Maggiori sono le dimensioni e differente il formato: in questo modo l’azione non è più tesa e concentrata, ma più ampia e dilatata. Diversa è anche la luce, che s’impone quasi come l’elemento principale della raffigurazione: non un cupo crepuscolo, ma una luminosa aurora, che riveste di colori tenui il morbido paesaggio. Un’altra fonte luminosa rischiara Cristo: non cupo e in ombra come nella scena di Mantegna, ma lumeggiato e quasi sereno nell’accettazione di quanto sta per accadere. Tutta la scena non è ambientata sullo sfondo simbolico delle irreali rocce scheggiate del Mantegna, ma in un paesaggio reale: non è difficile riconoscervi i colli Euganei, già interessati in maniera evidente dall’attività estrattiva nelle cave, come si vede nella montagna squarciata sulla sinistra. La luce e la visione della natura appaiono molto vicine a quelle fiamminghe, in particolare di Rogier van der Weyden.

Le ragioni del confronto

Le due opere, che rappresentano lo stesso episodio biblico, ci offrono l’occasione per comprendere le somiglianze e le differenze tra questi due grandi maestri del Quattrocento. La preghiera nell’orto del Getsemani precede immediatamente l’arresto di Cristo: è un momento carico di tensione spirituale e drammatica, in cui si prefigura il dramma della Passione.
Rispetto a quello di Mantegna, il dipinto di Bellini ha dimensioni maggiori: ne consegue che qui l’azione è più ampia e dilatata, là più tesa e concentrata.
Diversa è anche la luce, elemento principale di entrambe le raffigurazioni. Un tetro crepuscolo in Mantegna, che lascia in ombra la figura di Cristo, segno forse di un triste presagio: una luminosa aurora in Bellini, che riveste di colori tenui il morbido paesaggio, e rischiara la figura di Gesù, quasi sereno nell’accettazione di quanto sta per accadere.
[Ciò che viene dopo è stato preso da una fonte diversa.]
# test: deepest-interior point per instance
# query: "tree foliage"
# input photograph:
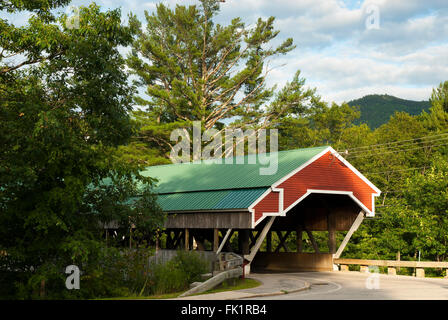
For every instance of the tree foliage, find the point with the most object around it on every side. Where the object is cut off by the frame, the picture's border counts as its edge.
(64, 108)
Inoltre, qui la scena non è ambientata sullo sfondo simbolico delle irreali rocce scheggiate del Mantegna, ma in un paesaggio reale, dove mancano la drammatica teatralità e l’enfasi narrativa: tutto appare intimamente naturale, i sentimenti e le emozioni sembrano consumarsi soprattutto a livello interiore.